Intuition Doesn’t Scale
by Adam Rentschler
As the culture of entrepreneurship continues its shift from reliance on paid consultants to volunteer mentors, we collectively cheer about the money we’re saving. But, this shift trades one problem for another. Mentors’ time is perhaps more precious than money. Yet, our startup communities are hopelessly inefficient in turning mentors’ expertise into good startup-company outcomes.
If your community doesn’t adapt, you are in danger of burning through your mentors’ goodwill, and your startups will increasingly be left to fend for themselves.
Why? The learning model in which we are stuck is based on one-to-one exchange of intuitive impressions that experts share with startups. This has two implications:
(1) Mystery. Many experts in startup communities insist the difference between a fundable strategy and a one that cannot attract funding is like the difference between art and porn. “I know it when I see it,” they’ll tell you. (Smut, like a good strategy, is difficult to define in the abstract.)
(2) Access. This type of learning relies on high caliber experts who are gifted in applying their intuition to the unique strategic challenges of a given startup. Mentors’ volunteer time is a scarce and carefully guarded resource.
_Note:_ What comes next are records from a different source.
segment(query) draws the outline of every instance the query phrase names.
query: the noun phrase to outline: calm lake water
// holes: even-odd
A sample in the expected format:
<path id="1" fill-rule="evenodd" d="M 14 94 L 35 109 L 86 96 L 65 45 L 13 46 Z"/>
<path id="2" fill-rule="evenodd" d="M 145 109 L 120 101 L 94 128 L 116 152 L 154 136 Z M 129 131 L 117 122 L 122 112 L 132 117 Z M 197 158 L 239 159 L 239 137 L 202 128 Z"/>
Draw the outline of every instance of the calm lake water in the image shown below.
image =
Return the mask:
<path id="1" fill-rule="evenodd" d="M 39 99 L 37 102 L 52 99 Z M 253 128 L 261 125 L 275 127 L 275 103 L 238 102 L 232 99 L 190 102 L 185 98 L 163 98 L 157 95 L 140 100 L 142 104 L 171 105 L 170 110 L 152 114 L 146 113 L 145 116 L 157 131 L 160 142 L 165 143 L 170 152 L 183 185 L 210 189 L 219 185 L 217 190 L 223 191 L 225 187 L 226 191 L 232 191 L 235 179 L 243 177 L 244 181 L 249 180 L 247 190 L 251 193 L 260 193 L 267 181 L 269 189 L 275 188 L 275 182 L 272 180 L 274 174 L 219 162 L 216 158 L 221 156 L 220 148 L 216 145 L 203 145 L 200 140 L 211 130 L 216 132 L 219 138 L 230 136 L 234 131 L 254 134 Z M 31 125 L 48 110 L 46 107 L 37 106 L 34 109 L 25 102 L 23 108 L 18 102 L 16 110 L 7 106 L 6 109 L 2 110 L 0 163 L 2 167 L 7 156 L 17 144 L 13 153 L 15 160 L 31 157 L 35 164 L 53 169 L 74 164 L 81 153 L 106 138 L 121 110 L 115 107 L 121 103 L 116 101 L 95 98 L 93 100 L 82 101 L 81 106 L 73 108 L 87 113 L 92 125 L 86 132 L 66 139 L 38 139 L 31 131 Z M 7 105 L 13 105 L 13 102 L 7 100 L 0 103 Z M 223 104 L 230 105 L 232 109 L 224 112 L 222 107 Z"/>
This makes sense; we are making novice entrepreneurs much faster than we are making new, kick-ass mentors.
Mystery creates efficiency problems. Access constraints are a symptom is a growing supply and demand imbalance in our communities. The intuition our communities rely on as the wellspring of entrepreneurial learning doesn’t scale. Until we address this issue, our communities cannot scale either.